Public Schools: The Victims, Not the Cause, of Massive Inequality

A couple of years ago Paul Reville, then Massachusetts Education Secretary declared: “Some want to make the absurd argument that the reason low-income youngsters do poorly is that, mysteriously, all the incompetency in our education systems has coincidentally aggregated around low income students.  In this view, all we need to do is scrub the system of incompetency and all will be well…”

This is the idea, widely held, that it is all the teachers’ fault.  Extending this idea tells us that our problem is tenure or bad colleges of education training teachers badly.

Such ideas, foolish as they may sound to those of us who know something about inequality of educational opportunity, seem appealing because the problem can be fixed by merely firing our way into a better future.

We struggle to grasp and connect the web of issues that converge to drive inequality for children.  And if we can grasp the scope of the problem, it seems overwhelming.

Nobel Prize winning economist Joseph Stiglitz helps us this morning in The Wrong Lesson from Detroit’s Bankruptcy.  Stiglitz has a wonderful way of translating the real life implications of economic policy.  And he understands quality public schools as part of the common good that strong economies are supposed to support.

Stiglitz grew up in Gary, Indiana, and this morning he writes about the role of manufacturing in mid-western cities:  “Cities like Detroit and Gary thrived on that industry, not just in terms of the wealth that it produced but also in terms of strong communities, healthy tax bases and good infrastructure.  From the stable foundation of Gary’s excellent public schools, influenced by the ideas of the progressive reformer John Dewey, I went on to Amherst College and then to M.I.T. for graduate school.”  He continues: “Today, fewer than 8 percent of American workers are employed in manufacturing, and many Rust Belt cities are skeletons.”

The rest of this morning’s article connects the dots, summarized as, “underinvestment in infrastructure and public services, geographic isolation that has marginalized poor and African-American communities in the Rust Belt, intergenerational poverty that has stymied equality of opportunity and the privileging of moneyed interests (like those of corporate executives and financial services companies) over those of workers.”
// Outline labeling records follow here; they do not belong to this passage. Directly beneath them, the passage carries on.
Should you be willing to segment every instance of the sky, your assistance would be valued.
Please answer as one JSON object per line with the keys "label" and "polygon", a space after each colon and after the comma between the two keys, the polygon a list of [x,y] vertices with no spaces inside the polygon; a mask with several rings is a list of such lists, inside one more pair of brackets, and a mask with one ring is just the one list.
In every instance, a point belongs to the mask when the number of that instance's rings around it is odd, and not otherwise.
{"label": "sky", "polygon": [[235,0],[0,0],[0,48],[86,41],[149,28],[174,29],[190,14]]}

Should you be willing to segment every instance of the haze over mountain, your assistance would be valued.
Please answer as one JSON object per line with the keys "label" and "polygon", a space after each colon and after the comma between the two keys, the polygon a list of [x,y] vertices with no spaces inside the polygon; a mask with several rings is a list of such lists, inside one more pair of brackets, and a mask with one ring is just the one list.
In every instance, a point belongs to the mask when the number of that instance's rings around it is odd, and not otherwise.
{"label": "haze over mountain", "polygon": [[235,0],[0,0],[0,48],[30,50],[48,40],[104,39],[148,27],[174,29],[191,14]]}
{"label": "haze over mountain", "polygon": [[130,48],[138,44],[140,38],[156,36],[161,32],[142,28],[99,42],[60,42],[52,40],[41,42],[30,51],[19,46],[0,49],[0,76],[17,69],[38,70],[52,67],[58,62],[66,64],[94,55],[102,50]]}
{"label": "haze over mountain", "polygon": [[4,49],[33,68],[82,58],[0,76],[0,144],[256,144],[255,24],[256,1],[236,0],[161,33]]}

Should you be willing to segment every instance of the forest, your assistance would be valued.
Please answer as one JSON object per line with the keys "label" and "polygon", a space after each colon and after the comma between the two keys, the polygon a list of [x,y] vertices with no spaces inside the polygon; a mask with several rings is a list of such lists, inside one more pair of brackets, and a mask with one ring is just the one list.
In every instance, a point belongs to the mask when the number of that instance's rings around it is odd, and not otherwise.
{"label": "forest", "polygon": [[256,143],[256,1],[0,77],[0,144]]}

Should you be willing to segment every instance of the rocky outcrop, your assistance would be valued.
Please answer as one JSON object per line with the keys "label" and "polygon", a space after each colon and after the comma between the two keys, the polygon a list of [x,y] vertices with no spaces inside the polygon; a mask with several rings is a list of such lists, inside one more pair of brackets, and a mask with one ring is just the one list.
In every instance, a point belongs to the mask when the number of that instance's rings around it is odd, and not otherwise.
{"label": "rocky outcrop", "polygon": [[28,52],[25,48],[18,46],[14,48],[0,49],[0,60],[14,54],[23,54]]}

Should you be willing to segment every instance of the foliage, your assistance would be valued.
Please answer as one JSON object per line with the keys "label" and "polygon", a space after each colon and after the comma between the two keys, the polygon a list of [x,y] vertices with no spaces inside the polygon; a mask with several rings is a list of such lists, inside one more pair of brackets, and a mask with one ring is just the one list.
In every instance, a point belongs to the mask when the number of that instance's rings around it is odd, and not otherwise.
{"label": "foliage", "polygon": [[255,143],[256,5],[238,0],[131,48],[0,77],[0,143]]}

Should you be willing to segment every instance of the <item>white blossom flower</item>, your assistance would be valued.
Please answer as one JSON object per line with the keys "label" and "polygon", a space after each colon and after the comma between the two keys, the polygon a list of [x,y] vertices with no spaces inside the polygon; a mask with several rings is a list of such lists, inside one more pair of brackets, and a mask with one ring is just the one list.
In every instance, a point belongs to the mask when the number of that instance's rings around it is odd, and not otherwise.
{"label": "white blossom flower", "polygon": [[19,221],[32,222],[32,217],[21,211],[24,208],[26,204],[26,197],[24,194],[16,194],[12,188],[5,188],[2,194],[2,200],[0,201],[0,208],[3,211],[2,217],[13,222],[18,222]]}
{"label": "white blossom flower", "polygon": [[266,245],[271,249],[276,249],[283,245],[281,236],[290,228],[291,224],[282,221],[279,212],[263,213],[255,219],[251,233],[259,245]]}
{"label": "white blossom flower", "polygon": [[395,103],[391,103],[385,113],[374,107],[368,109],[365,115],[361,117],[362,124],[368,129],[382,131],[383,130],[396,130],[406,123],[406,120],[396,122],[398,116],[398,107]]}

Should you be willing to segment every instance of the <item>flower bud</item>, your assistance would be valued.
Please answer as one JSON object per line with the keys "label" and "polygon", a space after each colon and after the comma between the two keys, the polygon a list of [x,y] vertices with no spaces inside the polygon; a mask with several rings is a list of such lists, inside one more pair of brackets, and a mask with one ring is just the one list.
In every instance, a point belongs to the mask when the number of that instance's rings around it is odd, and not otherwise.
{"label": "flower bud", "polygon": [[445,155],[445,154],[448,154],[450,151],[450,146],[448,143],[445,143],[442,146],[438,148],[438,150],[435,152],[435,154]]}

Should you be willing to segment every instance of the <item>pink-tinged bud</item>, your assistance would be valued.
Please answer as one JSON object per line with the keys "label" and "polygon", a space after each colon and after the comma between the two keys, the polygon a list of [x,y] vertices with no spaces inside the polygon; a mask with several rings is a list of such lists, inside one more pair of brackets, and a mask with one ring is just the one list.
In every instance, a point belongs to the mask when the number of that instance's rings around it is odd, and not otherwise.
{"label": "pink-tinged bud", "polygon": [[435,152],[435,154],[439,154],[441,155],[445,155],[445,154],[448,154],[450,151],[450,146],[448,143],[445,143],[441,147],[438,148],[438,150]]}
The rest of the article explains thoroughly how these factors intersect and what we must start to change.  “Detroit’s bankruptcy,” Stiglitz writes, “is a reminder of how divided our society has become and how much has to be done to heal the wounds.”

One of those things we’ll have to do is figure out a way to support and improve the public schools in places like Detroit instead of closing and privatizing  the schools that struggle and punishing the teachers and children based on high-stakes tests.  The children and their teachers are the victims, not the cause, of the structural inequality Stiglitz describes this morning.